New drilling contract awarded for geothermal project in Belgium Drilling rig on site in the Netherlands (source: Daldrup & Söhne AG)
Alexander Richter 18 Sep 2017

German drilling and geothermal company Daldrup & Söhne AG has been awarded a new drilling contract for a geothermal project by Vito in Belgium to target a depth at 5,000 meters.

In a release today drilling technology and geothermics specialist Daldrup & Söhne AG has announced that the company has been commissioned to drill the third of five possible geothermal doublets for Belgian company Vito N.V., Mol. Work is projected to start in October 2017 and should be concluded within four months. The client is planning to connect to an aquifer that has a temperature of around 120 Celsius and is located at a depth of up to 5,000 meters, with the geothermal energy to be used to produce heat and energy. The contract further increases the Daldrup Group’s volume or orders so that the company will be working to capacity well into 2019.

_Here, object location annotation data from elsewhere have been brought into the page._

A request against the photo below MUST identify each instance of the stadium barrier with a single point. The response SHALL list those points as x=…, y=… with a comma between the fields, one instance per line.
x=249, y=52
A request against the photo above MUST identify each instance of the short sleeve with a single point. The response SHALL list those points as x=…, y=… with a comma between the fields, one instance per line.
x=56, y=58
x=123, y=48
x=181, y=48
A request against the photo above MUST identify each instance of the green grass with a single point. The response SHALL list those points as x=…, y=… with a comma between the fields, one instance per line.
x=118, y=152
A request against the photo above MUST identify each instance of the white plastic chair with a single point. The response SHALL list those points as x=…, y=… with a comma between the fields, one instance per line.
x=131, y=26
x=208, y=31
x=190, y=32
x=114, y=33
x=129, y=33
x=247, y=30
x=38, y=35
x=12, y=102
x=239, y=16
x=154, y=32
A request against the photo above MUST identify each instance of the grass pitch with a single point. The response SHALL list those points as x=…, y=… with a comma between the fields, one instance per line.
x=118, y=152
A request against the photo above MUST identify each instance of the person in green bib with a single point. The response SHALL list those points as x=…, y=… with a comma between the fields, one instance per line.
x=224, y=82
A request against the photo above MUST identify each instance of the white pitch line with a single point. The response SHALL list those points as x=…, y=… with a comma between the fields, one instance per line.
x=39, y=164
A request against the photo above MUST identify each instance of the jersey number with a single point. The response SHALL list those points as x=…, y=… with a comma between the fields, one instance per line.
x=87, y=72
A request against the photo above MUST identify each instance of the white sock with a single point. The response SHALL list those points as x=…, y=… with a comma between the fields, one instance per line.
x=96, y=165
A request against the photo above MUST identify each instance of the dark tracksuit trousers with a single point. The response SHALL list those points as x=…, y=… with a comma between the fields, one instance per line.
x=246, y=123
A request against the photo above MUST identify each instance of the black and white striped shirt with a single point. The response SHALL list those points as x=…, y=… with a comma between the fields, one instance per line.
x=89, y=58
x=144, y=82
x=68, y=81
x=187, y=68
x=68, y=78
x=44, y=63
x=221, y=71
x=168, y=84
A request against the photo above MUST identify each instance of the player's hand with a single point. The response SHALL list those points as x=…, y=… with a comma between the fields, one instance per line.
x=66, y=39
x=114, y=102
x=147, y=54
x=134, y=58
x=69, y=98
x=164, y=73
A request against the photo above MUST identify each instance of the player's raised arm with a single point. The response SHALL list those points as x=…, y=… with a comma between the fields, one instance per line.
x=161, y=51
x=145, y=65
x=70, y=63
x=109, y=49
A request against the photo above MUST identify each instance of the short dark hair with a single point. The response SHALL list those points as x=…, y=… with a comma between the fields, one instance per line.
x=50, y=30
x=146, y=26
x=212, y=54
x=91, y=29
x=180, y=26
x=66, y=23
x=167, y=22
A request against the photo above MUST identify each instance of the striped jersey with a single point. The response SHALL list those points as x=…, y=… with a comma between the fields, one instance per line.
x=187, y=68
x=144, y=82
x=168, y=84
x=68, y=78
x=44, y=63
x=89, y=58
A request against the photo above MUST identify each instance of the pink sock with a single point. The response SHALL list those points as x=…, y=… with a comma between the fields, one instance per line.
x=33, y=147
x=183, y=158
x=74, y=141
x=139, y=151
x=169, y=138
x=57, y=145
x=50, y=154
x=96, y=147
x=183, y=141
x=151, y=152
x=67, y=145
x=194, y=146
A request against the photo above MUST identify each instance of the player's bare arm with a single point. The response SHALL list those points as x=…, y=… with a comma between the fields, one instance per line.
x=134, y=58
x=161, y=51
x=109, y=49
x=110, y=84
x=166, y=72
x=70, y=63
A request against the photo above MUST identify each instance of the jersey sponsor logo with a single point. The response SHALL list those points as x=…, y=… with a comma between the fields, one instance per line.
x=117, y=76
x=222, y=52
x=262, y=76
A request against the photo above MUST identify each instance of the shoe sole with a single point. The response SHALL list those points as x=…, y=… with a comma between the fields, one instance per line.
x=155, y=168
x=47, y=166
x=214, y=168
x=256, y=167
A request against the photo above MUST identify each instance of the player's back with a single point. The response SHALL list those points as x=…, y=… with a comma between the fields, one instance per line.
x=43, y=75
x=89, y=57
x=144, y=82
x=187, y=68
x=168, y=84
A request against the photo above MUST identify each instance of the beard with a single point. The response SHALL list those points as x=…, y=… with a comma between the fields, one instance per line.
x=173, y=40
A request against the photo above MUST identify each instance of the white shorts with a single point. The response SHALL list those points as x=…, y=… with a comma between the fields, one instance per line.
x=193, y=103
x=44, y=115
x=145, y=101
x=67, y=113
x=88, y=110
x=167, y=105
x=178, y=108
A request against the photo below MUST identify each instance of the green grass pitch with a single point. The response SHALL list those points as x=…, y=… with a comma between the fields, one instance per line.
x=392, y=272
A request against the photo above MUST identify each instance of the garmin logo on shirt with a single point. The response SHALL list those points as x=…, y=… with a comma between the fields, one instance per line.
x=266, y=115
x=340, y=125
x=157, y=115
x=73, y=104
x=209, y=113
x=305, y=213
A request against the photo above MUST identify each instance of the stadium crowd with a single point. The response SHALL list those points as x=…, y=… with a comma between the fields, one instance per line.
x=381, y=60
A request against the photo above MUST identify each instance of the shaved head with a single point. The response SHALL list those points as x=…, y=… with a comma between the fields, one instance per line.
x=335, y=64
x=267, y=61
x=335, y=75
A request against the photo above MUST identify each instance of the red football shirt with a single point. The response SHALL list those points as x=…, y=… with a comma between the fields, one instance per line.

Daldrup had successfully sunk the first two geothermal drillings for Vito in 2015/2016. They were the first deep geothermal doublets ever drilled in Belgium. The thermal water has a temperature of 120 Celsius, which enables Vito to carry out its plan to use the thus generated thermal energy to heat a large office complex as well as other projects.

Daldrup & Söhne AG assumes that the political climate in Belgium is increasingly shifting in favour of geothermal energy. From Daldrup’s standpoint the use of geothermal energy could be seen as a high-potential building bloc of the country’s strategy to increasingly use renewable energies. While at the same time, reducing Belgiums dependency on conventional fossil and nuclear based types of production of heat and power.